The Brexit deal: what we know so far

Special protocol on Northern Ireland provides a backstop guarantee that will safeguard soft Border

 A demonstrator holds a sign outside the Houses of Parliament in  London on Tuesday. Photograph: Daniel Leal-Olivas/AFP/Getty Images

A demonstrator holds a sign outside the Houses of Parliament in London on Tuesday. Photograph: Daniel Leal-Olivas/AFP/Getty Images

 

The draft EU-UK withdrawal agreement, running to 400 pages, is the text of a legally binding treaty that seals the terms under which the UK leaves the EU.

Its provisions, defining outstanding obligations and establishing a transition period in which both sides can adjust, range from dividing up common property, securing the rights of each others’ citizens “left behind” and agreeing a departure bill or alimony for the UK.

And, crucially, a special protocol on Northern Ireland provides a backstop guarantee that will safeguard Ireland’s soft border, guarantees continued security co-operation, protects the Common Travel Area and safeguards both human rights and the 50-odd cross-Border programmes that have come out of the Belfast Agreement. Safeguarding the Belfast Agreement is explicitly provided for.

The agreement will now have to be ratified by member states, the European Council, the European Parliament and the UK parliament before Britain leaves the EU on March 29th.

In the months ahead the two sides will start to negotiate a treaty on their future relationship, focusing largely trade relations, a relationship that has beeb sketched out in a draft common political declaration that will be approved, but without binding force, at the same time as the withdrawal agreement.

The withdrawal agreement provides that Britain will honour all its financial commitments to Brussels under an agreed formula which is widely but conservatively estimated to put the bill at some €40 billion.

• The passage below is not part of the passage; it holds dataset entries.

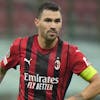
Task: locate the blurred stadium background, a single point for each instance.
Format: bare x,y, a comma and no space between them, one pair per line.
81,27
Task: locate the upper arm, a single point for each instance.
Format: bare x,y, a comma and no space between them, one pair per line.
2,73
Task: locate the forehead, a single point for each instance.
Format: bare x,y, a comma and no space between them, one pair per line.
51,14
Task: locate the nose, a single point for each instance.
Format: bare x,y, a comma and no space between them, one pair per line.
53,25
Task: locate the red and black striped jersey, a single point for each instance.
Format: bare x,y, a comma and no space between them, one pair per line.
45,74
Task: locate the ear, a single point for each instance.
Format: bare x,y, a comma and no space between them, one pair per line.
36,21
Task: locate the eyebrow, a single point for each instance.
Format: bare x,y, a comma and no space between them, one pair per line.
50,19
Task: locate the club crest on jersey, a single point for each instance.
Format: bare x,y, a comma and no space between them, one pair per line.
57,63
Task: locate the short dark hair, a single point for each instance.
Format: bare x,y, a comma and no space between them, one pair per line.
48,6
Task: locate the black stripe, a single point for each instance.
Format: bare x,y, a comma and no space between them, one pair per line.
67,70
57,72
28,55
41,70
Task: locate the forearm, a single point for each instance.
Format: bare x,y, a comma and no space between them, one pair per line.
2,73
92,90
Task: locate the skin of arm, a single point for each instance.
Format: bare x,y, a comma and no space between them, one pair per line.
92,90
2,73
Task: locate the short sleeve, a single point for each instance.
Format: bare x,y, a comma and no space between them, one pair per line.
11,60
78,61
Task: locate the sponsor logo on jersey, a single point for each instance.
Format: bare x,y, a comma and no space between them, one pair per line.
57,63
39,82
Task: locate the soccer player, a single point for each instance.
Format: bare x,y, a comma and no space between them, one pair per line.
47,63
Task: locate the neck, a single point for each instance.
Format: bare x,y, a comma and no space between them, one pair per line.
46,44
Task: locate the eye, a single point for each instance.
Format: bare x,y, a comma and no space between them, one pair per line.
47,20
57,20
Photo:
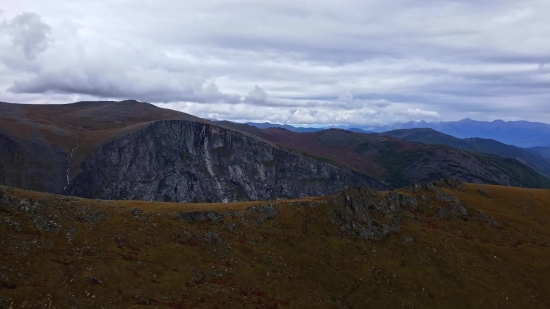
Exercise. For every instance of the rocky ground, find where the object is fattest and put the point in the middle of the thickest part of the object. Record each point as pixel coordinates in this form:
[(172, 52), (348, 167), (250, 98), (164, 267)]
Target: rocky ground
[(443, 244)]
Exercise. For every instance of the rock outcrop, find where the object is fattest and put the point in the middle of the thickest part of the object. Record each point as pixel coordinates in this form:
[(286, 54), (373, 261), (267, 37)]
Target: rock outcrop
[(184, 161)]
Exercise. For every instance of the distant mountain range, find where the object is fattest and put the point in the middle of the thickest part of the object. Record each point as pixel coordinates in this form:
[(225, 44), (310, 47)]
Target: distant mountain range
[(398, 162), (518, 133), (135, 150), (267, 125), (542, 151)]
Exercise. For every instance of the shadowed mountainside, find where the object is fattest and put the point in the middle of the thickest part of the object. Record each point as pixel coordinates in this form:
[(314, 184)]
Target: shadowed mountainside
[(398, 162), (441, 245), (518, 133)]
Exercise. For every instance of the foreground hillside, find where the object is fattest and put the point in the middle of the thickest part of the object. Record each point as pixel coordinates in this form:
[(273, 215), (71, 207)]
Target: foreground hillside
[(133, 150), (399, 162), (442, 245), (429, 136)]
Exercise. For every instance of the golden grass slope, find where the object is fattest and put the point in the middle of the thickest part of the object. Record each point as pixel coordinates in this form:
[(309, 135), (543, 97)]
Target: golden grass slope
[(60, 252)]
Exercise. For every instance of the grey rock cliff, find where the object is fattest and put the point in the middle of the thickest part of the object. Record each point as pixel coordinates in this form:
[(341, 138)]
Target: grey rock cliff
[(183, 161), (35, 165)]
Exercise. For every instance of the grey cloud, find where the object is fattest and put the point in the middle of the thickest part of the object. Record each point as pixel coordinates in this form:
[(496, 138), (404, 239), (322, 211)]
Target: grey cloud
[(29, 34), (429, 59)]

London will continue to pay into the EU budget during transition until the end of 2020 as if still a member.

The agreement maintains the existing EU residence and social security rights of more than three million EU citizens in the UK, and about one million UK nationals living on the continent.

The settlement allows an EU national to claim permanent residence in the UK, retain most family reunion rights enjoyed today and, if eligible, to claim UK benefits even if they or their children move overseas.

Backstop

Protecting those rights, the UK promises to pay “due regard” to the jurisprudence and rulings of the Court of Justice of the European Union. But the UK will not be bound by it.

The treaty provides for a transition period for the UK until the end of 2020, which can be extended for an unspecified one-off period, set by mutual agreement. During this period Britain would leave the political institutions of the EU, losing its say over rules and decisions. But it would continue to apply EU law in full. Little will change for businesses and citizens during that period.

And during that time the future relationship agreement will be negotiated.

In the Northern Ireland protocol the backstop is safeguarded by agreement that the UK will remain in a temporary all-UK customs union while also applying extra regulatory controls between it and Northern Ireland. The UK also makes unilateral promises to minimise divergence with Northern Ireland by adhering to EU single market rules for goods, so keeping open the flow of trade to the UK.

While Northern Ireland will apply the full “union customs code”, which sets the border for the free movement of goods within the EU, the UK would apply a more basic customs union model.

This would avoid the need for tariffs, quotas and rules of origin in UK-EU trade.To ensure a “level playing field” for business, the UK commits to follow EU competition rules and promises to keep some existing laws on labour, environment and taxation.

A joint committee will agree when the conditions permit the backstop to lapse. Trade in fish is excluded from the customs union.